Si tratta del DSA più conosciuto e più diffuso, infatti la dislessia è un fenomeno rilevante: riguarda un alto numero di bambini. I dati del MIUR dicono che in totale sul numero degli alunni della scuola primaria e secondaria gli alunni con un DSA sono intorno al 3%, tra questi oltre la metà sono dislessici.

Cos’è la dislessia: una definizione

Troviamo una definizione di dislessia evolutiva nell’articolo 1 della legge 170 del 2010, il più importante riferimento normativo in ambito DSA. All’inizio del testo legislativo si definisce proprio cos’è ogni singolo disturbo. Ecco la spiegazione relativa alla dislessia:

Si intende per dislessia un disturbo specifico che si manifesta con una difficoltà nell’imparare a leggere, in particolare nella decifrazione dei segni linguistici, ovvero nella correttezza e nella rapidità della lettura.

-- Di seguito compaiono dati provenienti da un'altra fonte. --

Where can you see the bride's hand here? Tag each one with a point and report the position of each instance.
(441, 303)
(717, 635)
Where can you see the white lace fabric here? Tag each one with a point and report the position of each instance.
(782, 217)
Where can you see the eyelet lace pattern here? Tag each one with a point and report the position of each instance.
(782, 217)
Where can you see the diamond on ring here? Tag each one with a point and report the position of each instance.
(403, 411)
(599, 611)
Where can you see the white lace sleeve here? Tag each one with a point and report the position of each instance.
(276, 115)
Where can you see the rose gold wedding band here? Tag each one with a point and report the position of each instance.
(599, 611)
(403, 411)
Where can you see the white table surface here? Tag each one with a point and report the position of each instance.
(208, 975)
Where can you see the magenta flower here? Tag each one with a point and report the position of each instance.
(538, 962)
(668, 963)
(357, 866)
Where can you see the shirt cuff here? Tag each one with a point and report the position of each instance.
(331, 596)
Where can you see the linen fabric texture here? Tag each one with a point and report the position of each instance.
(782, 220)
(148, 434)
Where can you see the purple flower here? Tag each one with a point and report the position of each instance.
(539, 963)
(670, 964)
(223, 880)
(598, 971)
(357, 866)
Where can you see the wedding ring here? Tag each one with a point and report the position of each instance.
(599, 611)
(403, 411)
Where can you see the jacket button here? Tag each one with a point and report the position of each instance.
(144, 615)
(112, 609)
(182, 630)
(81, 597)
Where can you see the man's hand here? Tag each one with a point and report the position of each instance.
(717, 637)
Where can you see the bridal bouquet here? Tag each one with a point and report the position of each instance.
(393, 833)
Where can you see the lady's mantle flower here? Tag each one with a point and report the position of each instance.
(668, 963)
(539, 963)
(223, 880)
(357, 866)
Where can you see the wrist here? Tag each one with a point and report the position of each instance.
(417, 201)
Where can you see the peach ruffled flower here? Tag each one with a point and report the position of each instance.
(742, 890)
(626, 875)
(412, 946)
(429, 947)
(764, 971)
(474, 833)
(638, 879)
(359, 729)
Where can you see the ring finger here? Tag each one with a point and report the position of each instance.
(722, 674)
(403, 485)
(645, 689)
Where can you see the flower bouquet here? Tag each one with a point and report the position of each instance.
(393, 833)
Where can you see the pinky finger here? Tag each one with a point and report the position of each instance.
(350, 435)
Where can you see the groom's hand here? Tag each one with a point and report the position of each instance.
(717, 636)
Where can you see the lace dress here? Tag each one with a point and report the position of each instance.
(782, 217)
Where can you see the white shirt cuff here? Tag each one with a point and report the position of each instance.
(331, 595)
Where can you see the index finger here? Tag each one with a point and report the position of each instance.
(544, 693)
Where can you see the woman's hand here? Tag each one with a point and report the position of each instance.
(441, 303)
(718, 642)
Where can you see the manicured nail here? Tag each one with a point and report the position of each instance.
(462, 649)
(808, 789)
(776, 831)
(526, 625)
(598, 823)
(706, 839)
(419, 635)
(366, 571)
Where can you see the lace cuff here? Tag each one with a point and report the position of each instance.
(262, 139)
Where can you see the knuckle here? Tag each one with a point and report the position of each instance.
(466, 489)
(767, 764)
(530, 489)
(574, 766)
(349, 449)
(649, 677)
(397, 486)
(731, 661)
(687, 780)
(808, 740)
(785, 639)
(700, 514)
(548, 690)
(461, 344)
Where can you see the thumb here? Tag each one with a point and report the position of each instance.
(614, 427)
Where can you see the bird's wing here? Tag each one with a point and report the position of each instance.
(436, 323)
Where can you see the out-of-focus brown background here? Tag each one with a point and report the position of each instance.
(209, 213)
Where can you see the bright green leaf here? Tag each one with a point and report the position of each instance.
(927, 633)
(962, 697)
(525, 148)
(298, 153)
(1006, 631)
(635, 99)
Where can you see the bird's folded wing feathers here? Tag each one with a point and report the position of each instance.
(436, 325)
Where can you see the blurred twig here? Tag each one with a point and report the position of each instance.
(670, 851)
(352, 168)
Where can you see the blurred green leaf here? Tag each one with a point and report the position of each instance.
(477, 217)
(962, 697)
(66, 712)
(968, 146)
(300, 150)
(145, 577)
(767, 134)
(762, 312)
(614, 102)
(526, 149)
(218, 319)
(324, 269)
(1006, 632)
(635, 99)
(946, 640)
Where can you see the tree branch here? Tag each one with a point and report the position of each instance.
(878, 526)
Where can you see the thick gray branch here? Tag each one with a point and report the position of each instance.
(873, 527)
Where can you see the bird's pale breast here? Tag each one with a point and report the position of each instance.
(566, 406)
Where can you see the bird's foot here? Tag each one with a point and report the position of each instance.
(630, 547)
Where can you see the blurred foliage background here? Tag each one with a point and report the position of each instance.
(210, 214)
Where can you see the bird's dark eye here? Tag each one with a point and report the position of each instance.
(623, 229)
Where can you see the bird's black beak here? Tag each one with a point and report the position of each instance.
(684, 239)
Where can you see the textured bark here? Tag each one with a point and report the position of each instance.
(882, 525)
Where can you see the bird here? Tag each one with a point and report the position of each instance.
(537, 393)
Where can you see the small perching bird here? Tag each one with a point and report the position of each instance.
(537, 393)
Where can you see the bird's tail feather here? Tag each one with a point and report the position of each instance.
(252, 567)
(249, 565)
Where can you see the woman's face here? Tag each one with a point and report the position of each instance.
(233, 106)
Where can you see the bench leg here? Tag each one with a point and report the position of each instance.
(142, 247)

Entrando nello specifico possiamo dire che questa difficoltà nel leggere è conseguenza dell’incapacità di far corrispondere a un grafema (rappresentazione scritta della lettera) il fonema (unità sonora base del linguaggio) corrispondente.
Si tratta di un DSA di tipo verbale, chiamato anche “cecità verbale congenita” in particolare dei primi studi effettuati (Berlin, Orton).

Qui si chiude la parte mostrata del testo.